Furbo is a company that provides streaming cameras to pet owners. The camera systems are capable of dispensing treats for pets if the owner desires it, and will even alert wonders that their dog is barking, enabling the owner to log in and view a live feed of their home. As reported by the New York Times, Furbo plans on expanding these services over the coming months with a tool that “translates” the various noises a dog makes into data that the system uses to alert owners to a possible crisis.
AI is being used in more and more pet-related products. AI-enabled devices let pet owners dispense treats for their dogs and play with their cats remotely. According to Andrew Bleiman, general manager for Tomofun (Furbo’s producer), the company wants to be able to tell its users when an emergency might be occurring at home, based on the behavior of dogs. Bleiman says this is a natural next step in the use of AI for pet-related products, pointing to how dogs have a long history of being owned and trained to alert their owners to potential danger. Bleiman explained that the AI-enabled version of Furbo was trained on video data gathered from thousands of the device’s users. Ten-second clips of dogs making various noises and communicating were used to train the machine learning algorithms within the device, after the users of the device provided relevant feedback on the clips.
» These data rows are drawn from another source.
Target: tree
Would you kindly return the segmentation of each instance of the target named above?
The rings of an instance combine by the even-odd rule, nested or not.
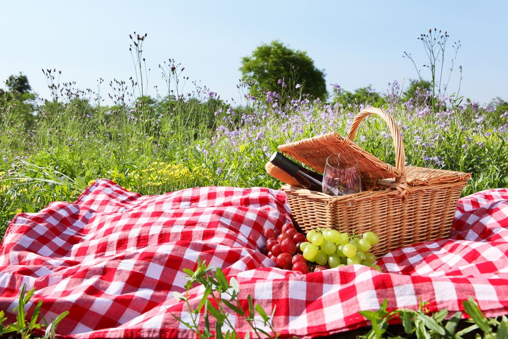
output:
[[[357,88],[354,93],[341,88],[336,88],[334,90],[334,102],[344,106],[363,104],[380,107],[385,104],[383,97],[370,85]]]
[[[256,97],[264,91],[280,92],[279,79],[284,80],[290,95],[301,90],[313,98],[324,100],[327,95],[324,70],[316,68],[307,52],[293,50],[278,40],[259,46],[242,58],[240,70]]]
[[[32,90],[26,76],[19,73],[19,75],[11,75],[5,81],[5,84],[10,91],[19,94],[24,94]]]

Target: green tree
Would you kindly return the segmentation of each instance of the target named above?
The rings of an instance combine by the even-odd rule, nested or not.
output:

According to Bleiman, the company has gathered a massive amount of data on dogs, which was analyzed using computer vision and bioacoustical techniques. The large amount of data enables the company’s researchers and engineers to create extremely precise and sensitive models, taking into account differences in individual dog breeds.
Tomofun isn’t the only company working on AI devices and models to help owners interact with and monitor their pets. The device known as Petcube comes equipped with Alexa and a camera, and the developers of the device are working on AI techniques that can identify “unusual behaviors”. The device compares a dog’s behavior to a baseline of healthy behavior, perhaps recommending the owner check in with a vet if their dog is unusually lethargic.
Meanwhile, the toy called Felik was designed by Yuri Brigance, and it utilize AI along with computer vision techniques like semantic segmentation to entertain cats throughout the day. The device is equipped with a camera and a laser pointer, and it moves the laser in an intelligent fashion. The device collects data on what the cat has been doing and where it has been, trying to recreate the feeling of chasing live prey for the cat. Cats need a stimulus that resembles hunting in order to be happy and healthy, so in this respect, the device is an animal wellness tool.
Associate professor at the University of Michigan’s School of Information, Lionel P Robert Jr., predicts that the future of AI pet technology will come to focus more on the welfare of pets. Up until now most of the AI-supported technologies centering around pets are for owners to be able to determine that their pet is okay while they are out of the house. Robert hypothesizes that all the data being collected can be processed and fed to veterinarians in real-time, allowing automated systems to keep track of a pet’s health by monitoring variables like movement and weight.